= Piano Sonata Hob. XVI/52 =

1794 composition by Joseph Haydn

The Piano Sonata in E♭ major, Hob. XVI/52, L. 62, was written in 1794 by Joseph Haydn. It is the last of Haydn's piano sonatas, and is widely considered his greatest. It has been the subject of extensive analysis by distinguished musicological personages such as Heinrich Schenker and Sir Donald Tovey, largely because of its expansive length, unusual harmonies and interesting development. The sonata is sometimes referred to as number 62 based on the numbering of Landon instead of the numbering of Hoboken.

==History==

Haydn wrote the work for Therese Jansen, an outstanding pianist who lived in London at the time of Haydn's visits there in the 1790s. Haydn served as a witness at her wedding to Gaetano Bartolozzi (16 May 1795). Haydn also dedicated three demanding piano trios (H. XV:27–29) and another two piano sonatas (H. XVI:50 and 51) to Jansen.

With regard to the E♭ sonata, Jansen was evidently the dedicatee of the autograph (hand-written) score but not the first published version. On the title page of the autograph Haydn wrote in Italian, "Sonata composta per la Celebre Signora Teresa de Janson ... di me giuseppe Haydn mpri Lond. 794," which means "Sonata composed for the celebrated Miss Theresa Jansen ... by myself Joseph Haydn in my own hand, London 1794."

Daniel Heartz implies that Haydn may have left the sonata unpublished for some time so that Jansen could have the work for her exclusive use. Ultimately, Haydn had the work published in Vienna in 1798, three years after he had returned there from London. The publisher was Artaria, and the dedicatee for the published version was the pianist Magdalena von Kurzbeck (1767–1845). A London edition, perhaps instigated by Jansen, appeared with Longman and Clementi in 1800 with the title "A grand new sonata for the piano forte composed expressly for Mrs. Bartolozzi, Op. 78."

==Structure==

The work has three movements:

The first movement takes approximately 7 to 8 minutes to perform with the repeat (without, it is approximately 5 minutes), the second movement 6.5 to 7.5 minutes, and the third movement 5 to 6 minutes.

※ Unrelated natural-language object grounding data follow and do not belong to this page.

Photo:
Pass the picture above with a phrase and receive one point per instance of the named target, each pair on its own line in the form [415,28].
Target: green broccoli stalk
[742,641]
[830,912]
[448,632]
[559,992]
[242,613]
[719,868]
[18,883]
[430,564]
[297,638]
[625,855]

The first movement, in sonata form, opens with an expansive theme derived from the form of the French overture and has a contrasting second theme in the upper "music box" register that has been identified with the wie aus der Ferne (as in the distance) trope of the nineteenth century. Its harmonic exploration is unusually broad for Haydn's solo piano writing. It has a strong rhythmic character and forward momentum.

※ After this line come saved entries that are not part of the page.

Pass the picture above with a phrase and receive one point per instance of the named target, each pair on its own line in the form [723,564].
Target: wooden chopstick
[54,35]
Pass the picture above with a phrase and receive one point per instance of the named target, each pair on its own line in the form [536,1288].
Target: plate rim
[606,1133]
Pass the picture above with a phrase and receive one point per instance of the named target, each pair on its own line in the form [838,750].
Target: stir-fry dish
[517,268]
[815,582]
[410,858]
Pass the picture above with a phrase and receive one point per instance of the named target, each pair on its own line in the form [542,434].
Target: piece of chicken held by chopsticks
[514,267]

The second movement, an adagio in ternary form, is in the key of E major, a distant key to the key of the piece (E♭ major). Throughout the movement, Haydn uses improvisatory figures such as repeated notes increasing in speed, wide arpeggios, and scalar runs.

The third movement is a lively sonata form. Haydn’s use of fermatas, a minor section in the middle of the movement, and the perpetual motion passages again show the improvisatory and virtuosic nature of this whole piece.